Students, faculty and staff, as well as community members will gather at the North Island College campus in Courtenay on Oct. 4 to honour the lives of missing aboriginal women and girls across Canada.
These gatherings, known as the Sisters In Spirit Vigils, raise awareness about the more than 500 missing aboriginal women and girls, and call on the government to launch a national inquiry to investigate.
“This is a shameful part of Canada’s past that continues into the present,” said Jacelyn Lobay, student representative of the North Island Students’ Union, Local 72 of the Canadian Federation of Students. “We are coming together to call for justice for the families of the missing women, and equal protection from law-enforcement agencies, regardless of ethnicity.”
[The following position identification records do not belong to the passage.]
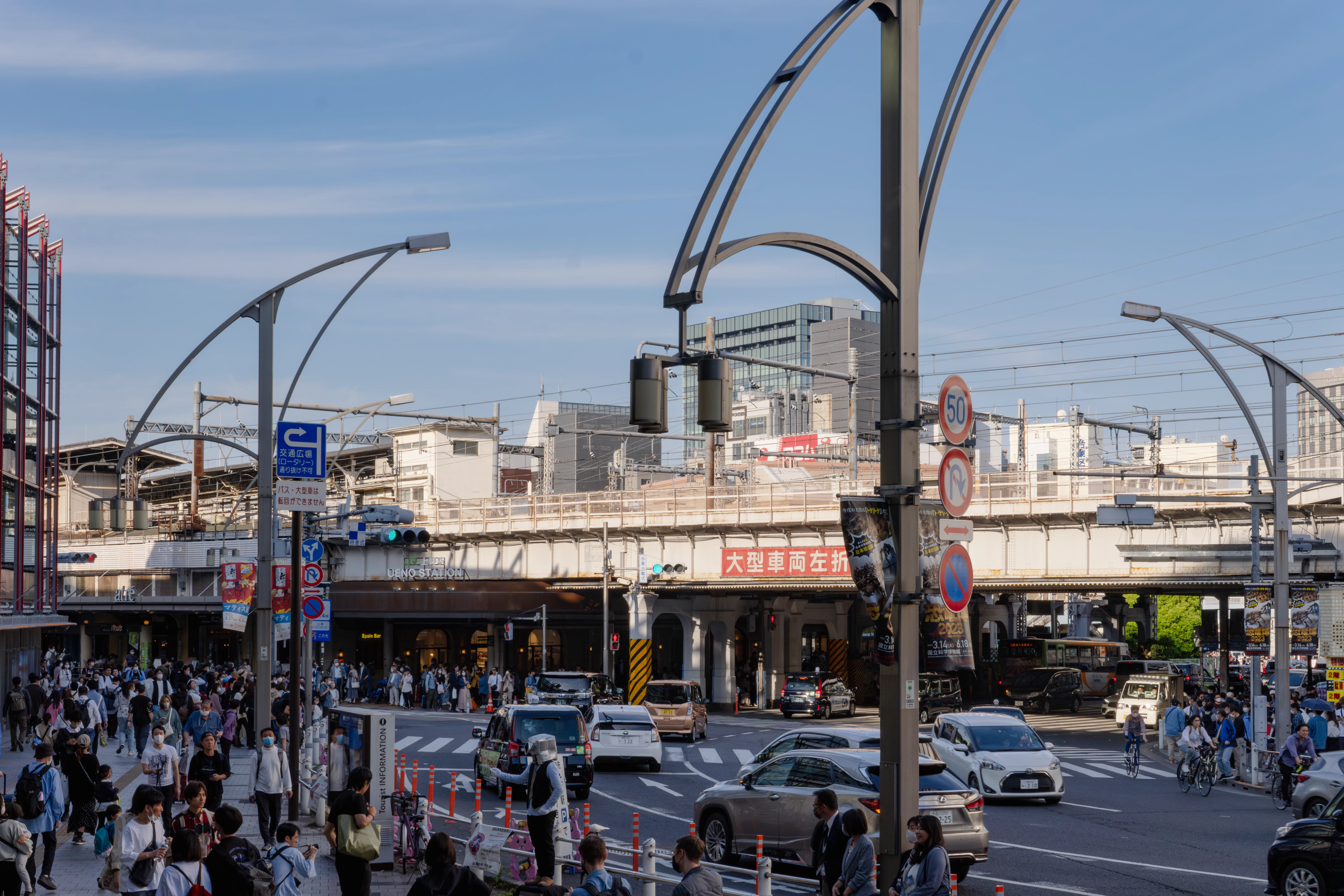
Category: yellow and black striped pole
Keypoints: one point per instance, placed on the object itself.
(642, 668)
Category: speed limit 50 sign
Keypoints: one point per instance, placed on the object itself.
(955, 414)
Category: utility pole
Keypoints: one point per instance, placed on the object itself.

In the past 30 years, over 500 aboriginal women have gone missing or have been murdered; many of the cases remain unsolved.
Today, more than 100 events are being held in communities across Canada to mark the seventh annual Sisters in Spirit Vigil.
Information about the national event and the organizations supporting the Sisters in Spirit initiative can be found at www.nwac.ca/programs/2012-joint-statement as well as a joint statement, written by the Native Women’s Association of Canada (NWAC), Amnesty International Canada, KAIROS: Canadian Ecumenical Justice Initiatives, National Association of Friendship Centres (NAFC), and Canadian Federation of Students.
“It is our hope that these vigils will achieve government action, that an investigation can bring the perpetrators to justice, so all women and girls can live in a safe community” said Savannah McKenzie, student representative of the North Island Students’ Union. “We will continue to raise our voices until there is change.”
The North Island Students’ Union represents over 4,000 students at North Island College.